Tradicionalmente, a economia de uma casa de lavoura não se centrava apenas na produção agrícola e na criação de gado. Suprindo as necessidades domésticas, a família dedicava-se também à transformação de produtos como a lã e o linho. O linho era produzido em contexto doméstico e para consumo familiar, utilizado no vestuário, roupas de casa e enxovais, sendo os excedentes depois vendidos nas feiras, em particular no primeiro dia da Feira de São Martinho. Esta realidade alterou-se com a industrialização e o aparecimento de novos têxteis, que provocaram uma diminuição no cultivo e na produção artesanal do linho, hoje residual e quase inexistente. Entre a sua sementeira (final de abril e início de maio), a colheita (dois meses e doze dias depois) e o fabrico do tecido decorre um longo rol de processos preparatórios, genericamente denominados por ciclo do linho. Empoçar, lavar, secar ao sol, maçar, espadelar, assedar, fiar, branquear, etc., são tarefas que envolvem vários instrumentos e o engenho dos seus atores. Se a produção do fio era maioritariamente caseira, já a tecelagem era uma tarefa mais especializada, recorrendo-se ao serviço externo de tecedeiras, nomeadamente para urdir a teia, trabalho que não estava ao alcance de todas e era por isso melhor remunerado.

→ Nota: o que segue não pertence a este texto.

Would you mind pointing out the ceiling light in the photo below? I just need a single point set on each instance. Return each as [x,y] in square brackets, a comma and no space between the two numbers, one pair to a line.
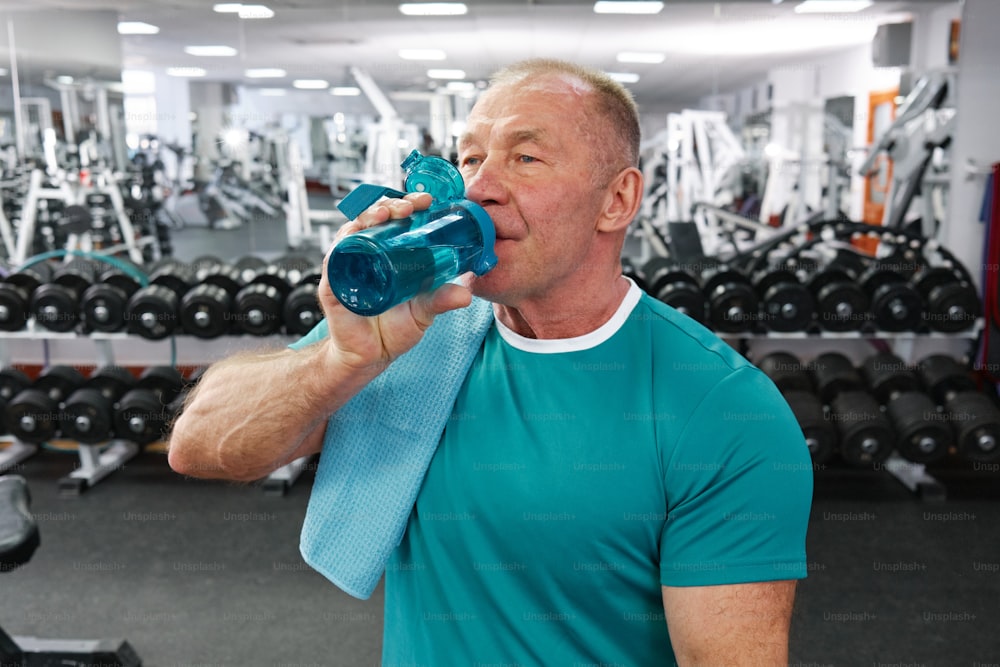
[311,84]
[446,74]
[641,57]
[256,12]
[265,73]
[623,77]
[136,28]
[433,8]
[832,6]
[627,7]
[422,54]
[186,71]
[210,51]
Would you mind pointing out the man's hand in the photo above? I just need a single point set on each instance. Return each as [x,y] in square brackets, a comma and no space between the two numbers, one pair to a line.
[372,343]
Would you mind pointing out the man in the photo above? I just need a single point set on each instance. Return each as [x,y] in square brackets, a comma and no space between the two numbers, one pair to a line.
[616,485]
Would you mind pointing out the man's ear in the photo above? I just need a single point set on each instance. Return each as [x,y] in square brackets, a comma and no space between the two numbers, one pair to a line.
[622,199]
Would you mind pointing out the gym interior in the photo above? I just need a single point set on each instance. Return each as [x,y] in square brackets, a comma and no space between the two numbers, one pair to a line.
[821,190]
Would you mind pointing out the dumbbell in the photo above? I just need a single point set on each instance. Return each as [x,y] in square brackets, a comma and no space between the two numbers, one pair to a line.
[143,415]
[15,294]
[785,303]
[922,433]
[33,414]
[206,308]
[972,414]
[951,303]
[841,304]
[56,304]
[733,305]
[896,305]
[103,304]
[676,287]
[152,311]
[301,311]
[257,308]
[88,413]
[866,436]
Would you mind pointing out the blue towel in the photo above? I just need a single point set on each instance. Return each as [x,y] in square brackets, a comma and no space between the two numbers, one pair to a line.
[377,449]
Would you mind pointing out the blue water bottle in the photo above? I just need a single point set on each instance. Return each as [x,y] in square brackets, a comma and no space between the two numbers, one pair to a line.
[382,266]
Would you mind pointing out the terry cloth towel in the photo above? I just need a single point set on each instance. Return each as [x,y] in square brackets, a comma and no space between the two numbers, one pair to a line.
[377,449]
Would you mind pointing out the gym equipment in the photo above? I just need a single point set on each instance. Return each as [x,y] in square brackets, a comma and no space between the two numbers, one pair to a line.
[377,268]
[922,434]
[152,311]
[841,304]
[55,304]
[733,304]
[142,415]
[15,294]
[896,305]
[206,308]
[972,414]
[785,303]
[19,538]
[88,413]
[951,301]
[33,414]
[103,304]
[866,436]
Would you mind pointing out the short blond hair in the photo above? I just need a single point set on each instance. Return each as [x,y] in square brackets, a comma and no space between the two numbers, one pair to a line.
[612,102]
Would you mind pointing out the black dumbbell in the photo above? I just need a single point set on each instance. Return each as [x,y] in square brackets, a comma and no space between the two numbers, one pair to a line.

Já no século XIX, o desenvolvimento industrial da produção do algodão, embora bastante tímido em Penafiel e com reduzida instalação de unidades fabris, na maioria das vezes de curta duração, veio destronar a utilização do linho, que não se adaptou tão facilmente à industrialização. Este manteve a forma tradicional de produção doméstica, realizada por mulheres que acumulavam a função de tecer com as tarefas da casa, o que também contribuiu para o seu rápido declínio na segunda metade do século XX.

Em 1988 contabilizavam-se quarenta e quatro tecedeiras em Penafiel, das quais vinte e seis estavam ligadas à tecelagem do linho e seus derivados. Desde então, o número total de tecedeiras passou a ser cada vez mais diminuto, saldando-se hoje num total de vinte e quatro. Contudo, muitas destas artesãs, pela idade avançada e por motivos de saúde, já não praticam o ofício, sendo urgente a recolha e a transmissão do seu saber-fazer para a preservação deste património. Apesar disso, a manutenção da produção artesanal do linho revalorizou o tecido, bem como o longo e árduo trabalho que lhe está associado, transformando-o num objeto de valor e prestígio para momentos importantes da vida social das comunidades.

Bibliografia de referência:

ANILEIRO, Ana Dolores Leal (2009/ 2010) – O Linho no Concelho de Penafiel. Dissertação de Mestrado em Arqueologia apresentada à faculdade de Letras da Universidade do Porto. Porto: edição policopiada.

ANILEIRO, Ana Dolores Leal (2016) – “Artes dos fios tecidos em Penafiel, histórias de vida”, I SEMINÁRIO: PENAFIEL E PENAFIDELENSES NA HISTÓRIA – Atas. Penafiel: Amigos do Arquivo de Penafiel, ISBN: 978-989-207084.

SOEIRO, Teresa (1993) – O Progresso também chegou a Penafiel. Resistência e mudança na cultura material (1741-1910). Dissertação de Doutoramento em Pré-História e Arqueologia apresentada à FLUP. Porto: edição policopiada.

SOEIRO, Teresa (2002) – El Lino en Penafiel, Norte de Portugal. De la producción doméstica para el mercado a la desilusión industrial, Actes de les V Jornades d’Arqueologia Industrial de Catalunya, Barcelona.